Alex: One more story before we look ahead. NSA has formalized leadership at two key cyber units. David Imbordino is now permanent chief of the Cybersecurity Directorate, and Bruce Jones takes over the Cybersecurity Collaboration Center, which is the unit that works most directly with private sector enterprises on threat intelligence sharing.

Jordan: The CCC appointment is the one CISOs should care about. If you're participating in any of NSA's private-sector threat intelligence programs, new leadership typically means new priorities and potentially new engagement models. It's worth reaching out to your contacts there proactively.

Alex: Alright, looking ahead. Jordan, what's the through-line today?

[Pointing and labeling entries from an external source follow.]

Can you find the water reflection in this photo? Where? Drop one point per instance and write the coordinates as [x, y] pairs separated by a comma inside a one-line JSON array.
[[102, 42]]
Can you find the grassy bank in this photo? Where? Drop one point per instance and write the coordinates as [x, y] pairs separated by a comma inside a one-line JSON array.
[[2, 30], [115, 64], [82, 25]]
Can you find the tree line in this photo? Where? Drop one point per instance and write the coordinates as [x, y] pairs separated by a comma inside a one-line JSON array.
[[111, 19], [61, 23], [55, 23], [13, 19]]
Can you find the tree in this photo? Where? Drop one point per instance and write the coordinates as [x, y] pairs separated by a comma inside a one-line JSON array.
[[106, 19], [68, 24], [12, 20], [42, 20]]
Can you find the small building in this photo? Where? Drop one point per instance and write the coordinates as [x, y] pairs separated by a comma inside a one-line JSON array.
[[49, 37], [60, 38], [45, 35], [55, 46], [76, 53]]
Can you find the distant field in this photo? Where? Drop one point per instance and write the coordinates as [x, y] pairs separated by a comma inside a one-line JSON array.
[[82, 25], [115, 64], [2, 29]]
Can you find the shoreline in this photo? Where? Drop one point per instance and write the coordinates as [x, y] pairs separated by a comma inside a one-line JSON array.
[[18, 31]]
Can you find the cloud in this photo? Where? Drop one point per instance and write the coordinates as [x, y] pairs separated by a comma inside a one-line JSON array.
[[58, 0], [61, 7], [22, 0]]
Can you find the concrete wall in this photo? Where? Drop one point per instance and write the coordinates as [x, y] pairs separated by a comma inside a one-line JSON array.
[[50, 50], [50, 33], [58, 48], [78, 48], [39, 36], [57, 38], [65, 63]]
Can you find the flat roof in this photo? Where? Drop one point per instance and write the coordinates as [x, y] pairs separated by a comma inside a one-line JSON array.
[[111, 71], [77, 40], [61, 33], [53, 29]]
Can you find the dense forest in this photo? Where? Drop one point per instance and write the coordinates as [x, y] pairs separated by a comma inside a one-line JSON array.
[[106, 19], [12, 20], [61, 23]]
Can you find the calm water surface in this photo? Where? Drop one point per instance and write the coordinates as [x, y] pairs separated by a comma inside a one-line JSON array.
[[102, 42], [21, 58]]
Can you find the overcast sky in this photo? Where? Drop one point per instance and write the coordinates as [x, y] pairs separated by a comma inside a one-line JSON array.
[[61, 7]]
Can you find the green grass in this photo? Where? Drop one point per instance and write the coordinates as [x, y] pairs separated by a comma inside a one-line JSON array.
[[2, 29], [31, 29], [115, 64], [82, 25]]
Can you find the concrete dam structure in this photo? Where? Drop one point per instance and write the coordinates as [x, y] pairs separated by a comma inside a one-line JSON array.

Jordan: The through-line is the collapse of assumptions. Your EDR is being systematically tested by AI-powered adversaries. Your trusted open-source packages aren't trustworthy. Your password manager's 2FA can be brute-forced. Your government vulnerability database is broken. Your AI chatbot can be talked into resetting passwords. Every one of these stories is about a control or a trust relationship that CISOs assumed was solid, and it's not. The theme for the rest of this year is going to be re-validating your foundational assumptions, not just adding new tools on top of them.

Alex: Agreed. And the Microsoft MXC announcement and the Anthropic disclosure point to the same thing from the builders' side. The industry is starting to acknowledge that you have to build the controls in, not bolt them on. Whether that's OS-level agent sandboxing or publishing your actual prompt injection failure rates, the move toward honesty and architectural rigor is the right one. CISOs should be rewarding that transparency in their procurement decisions.

Jordan: Watch for follow-on activity from the Red Hat supply-chain compromise this week. If they got credentials from developer build environments, the secondary effects haven't played out yet.

Alex: That's the show for Tuesday, June 2nd. Show notes and links to every story we covered are at cleartext.fm. I'm Alex Chen.

Jordan: I'm Jordan Reeves. See you tomorrow.